Spain's young flood helpers smash 'snowflake' stereotype

Published: 06 Nov 2024 - 06:16 pm | Last Updated: 06 Nov 2024 - 06:19 pm
People with masks and soldier remove mud in a flooded street on November 6, 2024, in Catarroja, in the region of Valencia, eastern Spain, in the aftermath of deadly floods. (Photo by CESAR MANSO / AFP)

People with masks and soldier remove mud in a flooded street on November 6, 2024, in Catarroja, in the region of Valencia, eastern Spain, in the aftermath of deadly floods. (Photo by CESAR MANSO / AFP)

AFP

Valencia, Spain: Young volunteers have spearheaded a humanitarian campaign for victims of Spain's deadliest floods in decades, smashing stereotypes of an apathetic and feeble "snowflake generation" interested in nothing other than themselves.

"Hundreds, perhaps thousands have come, they have conducted themselves magnificently," said Noelia Saez, a 48-year-old from the devastated town of Catarroja.
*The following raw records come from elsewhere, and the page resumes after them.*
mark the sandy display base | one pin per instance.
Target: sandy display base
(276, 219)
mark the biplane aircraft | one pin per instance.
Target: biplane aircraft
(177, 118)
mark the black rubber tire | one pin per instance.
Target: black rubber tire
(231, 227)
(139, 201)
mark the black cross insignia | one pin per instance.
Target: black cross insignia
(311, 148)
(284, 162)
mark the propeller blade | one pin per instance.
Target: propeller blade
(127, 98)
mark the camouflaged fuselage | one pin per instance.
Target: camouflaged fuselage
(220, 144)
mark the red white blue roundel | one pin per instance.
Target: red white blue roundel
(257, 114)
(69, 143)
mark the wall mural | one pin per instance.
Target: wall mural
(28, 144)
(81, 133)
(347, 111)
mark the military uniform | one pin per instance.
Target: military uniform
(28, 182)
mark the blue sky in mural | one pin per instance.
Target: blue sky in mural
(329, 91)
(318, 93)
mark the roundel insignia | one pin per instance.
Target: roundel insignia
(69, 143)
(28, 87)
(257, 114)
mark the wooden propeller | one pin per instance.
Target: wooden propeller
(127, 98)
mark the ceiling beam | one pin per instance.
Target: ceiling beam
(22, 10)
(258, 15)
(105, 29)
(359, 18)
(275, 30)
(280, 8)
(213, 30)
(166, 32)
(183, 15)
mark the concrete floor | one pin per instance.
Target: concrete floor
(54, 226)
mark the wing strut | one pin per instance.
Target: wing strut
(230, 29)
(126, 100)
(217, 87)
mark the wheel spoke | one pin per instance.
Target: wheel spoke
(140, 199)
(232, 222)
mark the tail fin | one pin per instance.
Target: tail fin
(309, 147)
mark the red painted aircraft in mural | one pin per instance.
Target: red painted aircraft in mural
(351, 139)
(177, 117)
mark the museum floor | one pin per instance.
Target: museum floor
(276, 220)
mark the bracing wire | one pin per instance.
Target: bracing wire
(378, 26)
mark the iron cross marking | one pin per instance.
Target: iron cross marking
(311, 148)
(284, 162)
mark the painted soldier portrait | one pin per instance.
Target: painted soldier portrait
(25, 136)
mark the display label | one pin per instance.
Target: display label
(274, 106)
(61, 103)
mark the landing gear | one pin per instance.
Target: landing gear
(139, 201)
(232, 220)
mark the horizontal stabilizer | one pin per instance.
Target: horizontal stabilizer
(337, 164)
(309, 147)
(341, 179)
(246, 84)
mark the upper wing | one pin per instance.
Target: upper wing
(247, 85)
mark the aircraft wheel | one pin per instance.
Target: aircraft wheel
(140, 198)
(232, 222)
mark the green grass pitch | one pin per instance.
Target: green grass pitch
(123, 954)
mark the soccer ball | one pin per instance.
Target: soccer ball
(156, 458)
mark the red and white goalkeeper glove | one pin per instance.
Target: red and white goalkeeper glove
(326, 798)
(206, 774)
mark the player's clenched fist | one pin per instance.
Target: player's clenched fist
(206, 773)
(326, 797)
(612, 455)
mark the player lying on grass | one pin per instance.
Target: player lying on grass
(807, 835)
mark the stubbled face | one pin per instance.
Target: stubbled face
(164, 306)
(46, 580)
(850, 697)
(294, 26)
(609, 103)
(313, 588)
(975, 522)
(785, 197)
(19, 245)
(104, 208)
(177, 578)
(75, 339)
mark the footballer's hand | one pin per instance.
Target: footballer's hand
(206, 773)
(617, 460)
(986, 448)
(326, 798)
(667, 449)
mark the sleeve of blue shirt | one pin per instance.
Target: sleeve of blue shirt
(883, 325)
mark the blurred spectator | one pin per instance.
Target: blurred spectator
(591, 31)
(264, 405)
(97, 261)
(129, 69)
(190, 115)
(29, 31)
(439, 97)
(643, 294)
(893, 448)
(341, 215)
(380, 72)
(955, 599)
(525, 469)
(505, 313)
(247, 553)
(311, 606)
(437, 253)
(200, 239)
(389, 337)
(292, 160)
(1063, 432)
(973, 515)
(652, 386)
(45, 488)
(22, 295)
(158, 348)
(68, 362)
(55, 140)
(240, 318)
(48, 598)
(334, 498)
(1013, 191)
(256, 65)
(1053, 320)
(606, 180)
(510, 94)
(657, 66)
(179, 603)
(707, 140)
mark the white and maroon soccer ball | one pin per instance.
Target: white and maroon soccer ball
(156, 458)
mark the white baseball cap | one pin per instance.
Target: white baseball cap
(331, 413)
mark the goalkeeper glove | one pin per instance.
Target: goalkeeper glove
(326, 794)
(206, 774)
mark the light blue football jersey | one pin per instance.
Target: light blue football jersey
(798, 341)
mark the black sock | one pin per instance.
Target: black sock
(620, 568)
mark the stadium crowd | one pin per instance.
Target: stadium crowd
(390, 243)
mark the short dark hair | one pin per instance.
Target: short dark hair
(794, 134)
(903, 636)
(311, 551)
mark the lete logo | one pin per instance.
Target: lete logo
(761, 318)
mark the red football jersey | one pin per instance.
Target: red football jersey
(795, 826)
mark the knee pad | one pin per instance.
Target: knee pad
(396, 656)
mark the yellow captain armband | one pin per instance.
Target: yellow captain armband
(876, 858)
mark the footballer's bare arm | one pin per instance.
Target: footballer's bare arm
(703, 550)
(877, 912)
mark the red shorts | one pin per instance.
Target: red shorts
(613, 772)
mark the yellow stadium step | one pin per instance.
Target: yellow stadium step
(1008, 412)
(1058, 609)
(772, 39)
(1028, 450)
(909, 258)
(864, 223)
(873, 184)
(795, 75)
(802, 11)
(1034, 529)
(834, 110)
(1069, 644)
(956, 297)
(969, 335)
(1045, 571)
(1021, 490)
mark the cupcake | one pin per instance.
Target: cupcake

The altruism also overjoyed 62-year-old Teresa Gisbert, a resident of the ruined town of Sedavi, where dozens of young volunteers rushed to assist as mud covered the streets and her home.

"They bring us food, they have helped us... they are angels," she told AFP.

Their towns are in the eastern Valencia region, where almost all the destruction and the more than 200 deaths have been recorded since the floods struck a week ago.

With the authorities absent from some of the worst-affected areas for days, an army of ordinary citizens travelled on foot to provide food, water and cleaning equipment to clear the mud.

Youths have been at the forefront of this wave of solidarity and were at work again in Catarroja on Wednesday, loading trucks with fresh supplies, an AFP journalist saw.

It was a far cry from stereotypes caricaturing the generation born in this millennium as self-centred "snowflakes" addicted to endless scrolling on social media.

"The elderly are always going to say that people who aren't from their generation are worse," said Angela Noblejas, a 19-year-old industrial engineering student.

"But now that they've given us an opportunity, that maybe they wouldn't have given us, because it's not a good situation, we young have responded pretty well."